PHI & Health-Data Privacy Testing
Health information is among the most sensitive data a person has. This lesson teaches you to test that a system collects it for the right purpose, shows it only to those allowed, records who touched it, and de-identifies it properly.
1 The Hook
A fictional NZ primary care network, Manaaki Health, ran a shared patient portal across its clinics. A receptionist at one clinic, curious about a well-known local person who had been in the news, searched the system and opened that person’s record — their diagnoses, their medications, their notes. The receptionist had no clinical reason to. They were not part of that person’s care.

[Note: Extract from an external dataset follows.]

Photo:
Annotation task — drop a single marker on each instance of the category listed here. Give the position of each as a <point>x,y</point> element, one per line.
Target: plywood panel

The portal let them. Any staff account could open any patient’s full record across the whole network, because access had been built around “is this a valid staff login” rather than “does this person have a legitimate reason to see this patient.” Worse, the system kept no usable log of who had viewed which record, so when a complaint eventually surfaced, no one could say with certainty who had looked, or how often.
Nothing broke. The software did exactly what it allowed. But under NZ law, health information may only be accessed for a proper purpose, and a system that lets any logged-in user read any patient’s record — and cannot show who did — is failing two of the most important things a health system must do: control access and record it.
Here is the lesson hidden in that story. The team had tested that authorised staff could log in and see records — the access feature “worked.” No test asked the harder questions: can a user see a record they have no relationship to, and if they do, can we prove who looked? Privacy testing is exactly those questions. It is testing what the system refuses to do, and what it records when someone tries.
2 The Rule
Health information may only be collected for a stated purpose, accessed for a legitimate reason, and only by those entitled to see it — and every access must be recorded. A system that lets any logged-in user read any patient, or that cannot show who viewed a record, has failed privacy even if nothing crashed. Test what the system refuses, and test that it remembers who looked. Privacy is not whether access works — it is whether the wrong access is prevented and the right access is logged.
3 The Analogy
The records room at a NZ marae or a lawyer’s office.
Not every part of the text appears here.